Drentsche Patrijshond is a versatile spaniel-type hunting dog from the Dutch province of Drenthe. Called the Dutch Partridge Dog (or “Drent” for Drenthe) in English, approximately 5,000 dogs are registered with the breed club in the Netherlands, and breed clubs operate in Belgium, Denmark, Scandinavia and North America. The Drentsche Patrijshond bears some resemblance to both spaniel and setter types of dog. An excellent pointer and retriever, this dog is often used to hunt fowl and adapts equally well to the field or marshes.

Happiest when working alongside a hunter, the Drentse enjoys the company of humans in the great outdoors. Several brisk turns around the park will satisfy it as well. Although it will come home and quietly assume its position on its bed, it should not be mistaken for a sedentary dog- the breed will suffer if insufficiently exercised.

The province of Drenthe three hundred years ago was unusual, in that it allowed the common gentry the right to hunt. The local mayor, the farmer, and landowners in general developed dogs to support their pursuit of various small game. Unlike many other hunting breeds, which were developed by, and for, the elite or nobility only to hunt, the Drentsche Patrijshond was expected to hunt all game, and also pull duty as watch dog, child playmate, etc. Some were even used to pull the dog-carts of the day. For over 300 years, the Drentsche Patrijshond type has been an all-around dog.

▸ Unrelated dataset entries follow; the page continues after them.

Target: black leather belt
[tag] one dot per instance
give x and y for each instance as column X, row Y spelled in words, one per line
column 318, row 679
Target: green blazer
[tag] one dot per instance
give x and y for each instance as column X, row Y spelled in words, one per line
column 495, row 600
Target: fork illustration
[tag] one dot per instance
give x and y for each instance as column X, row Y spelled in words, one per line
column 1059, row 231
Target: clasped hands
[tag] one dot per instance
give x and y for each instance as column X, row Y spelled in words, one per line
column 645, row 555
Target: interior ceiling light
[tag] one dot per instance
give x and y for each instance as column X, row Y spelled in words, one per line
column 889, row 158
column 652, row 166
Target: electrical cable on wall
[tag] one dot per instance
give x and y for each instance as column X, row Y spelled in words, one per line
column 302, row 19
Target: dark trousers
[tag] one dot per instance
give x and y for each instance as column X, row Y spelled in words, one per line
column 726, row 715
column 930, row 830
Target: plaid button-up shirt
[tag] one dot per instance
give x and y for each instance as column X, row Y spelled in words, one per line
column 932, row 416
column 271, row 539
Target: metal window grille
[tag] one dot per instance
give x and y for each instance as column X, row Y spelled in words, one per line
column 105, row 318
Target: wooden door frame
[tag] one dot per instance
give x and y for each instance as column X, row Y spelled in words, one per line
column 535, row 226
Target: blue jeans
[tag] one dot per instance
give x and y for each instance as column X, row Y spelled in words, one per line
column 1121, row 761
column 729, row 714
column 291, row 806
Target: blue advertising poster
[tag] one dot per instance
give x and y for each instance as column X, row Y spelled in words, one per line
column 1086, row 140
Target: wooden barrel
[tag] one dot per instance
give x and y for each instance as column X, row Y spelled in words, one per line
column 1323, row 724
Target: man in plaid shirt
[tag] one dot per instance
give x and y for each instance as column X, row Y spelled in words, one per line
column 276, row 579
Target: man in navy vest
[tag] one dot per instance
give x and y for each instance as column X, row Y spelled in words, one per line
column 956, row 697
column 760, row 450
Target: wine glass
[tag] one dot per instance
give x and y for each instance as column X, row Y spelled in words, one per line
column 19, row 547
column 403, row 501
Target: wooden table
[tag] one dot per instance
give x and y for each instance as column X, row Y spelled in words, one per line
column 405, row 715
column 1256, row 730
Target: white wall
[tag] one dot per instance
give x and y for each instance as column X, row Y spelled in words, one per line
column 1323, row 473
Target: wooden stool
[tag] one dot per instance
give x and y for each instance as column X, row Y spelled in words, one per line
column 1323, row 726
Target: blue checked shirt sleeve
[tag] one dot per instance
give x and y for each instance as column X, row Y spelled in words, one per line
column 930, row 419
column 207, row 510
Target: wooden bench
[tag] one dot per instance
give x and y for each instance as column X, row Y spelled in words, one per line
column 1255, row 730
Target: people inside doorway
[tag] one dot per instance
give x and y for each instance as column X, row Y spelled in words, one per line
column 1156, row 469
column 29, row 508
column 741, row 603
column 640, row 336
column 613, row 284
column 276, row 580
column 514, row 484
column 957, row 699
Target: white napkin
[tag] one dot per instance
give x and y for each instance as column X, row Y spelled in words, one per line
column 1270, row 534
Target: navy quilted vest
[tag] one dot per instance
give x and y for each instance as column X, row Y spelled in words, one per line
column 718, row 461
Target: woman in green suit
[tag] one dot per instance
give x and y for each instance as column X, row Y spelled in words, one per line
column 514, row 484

Perfectly suited to the walk-up (upland) hunter, the Drent is thorough, in order to find all the game on the smaller plots available in Drenthe. It hunts with good speed, within reach of the gun. As with most European versatile breeds, the Drentsche Patrijshond points and retrieves, and will hunt both birds and small mammals, including rabbit, hare and fox. Today, the Drent is a favorite gun dog throughout its native country of the Netherlands, with approximately 5,000 dogs registered with the breed club.

The origins of the Drentsche Patrijshond are in the 16th century, from the Spioenen (or Spanjoelen) which came to the Netherlands through France from Spain, and is related to the Small Münsterländer of Germany and the Epagneul Français of France. In the Netherlands, these dogs were called partridge dogs. The presence of the partridge dogs had been visible for centuries, as in the 17th century painting The Hunter’s Present, c. 1658-60, by Gabriel Metsu. In the painting, the partridge dog leans against the hunter’s knee, as the man is handing a woman a partridge, which was a double entendre at the time. The dog in The Hunter’s Present is a very large, stocky dog that could possibly pull a cart; showing the range of the early type, a much smaller, lighter dog of the same type is shown in another painting by the same artist, The Poultry seller, 1662. This painting also involves a woman being offered a bird, regarded with suspicion by her dog.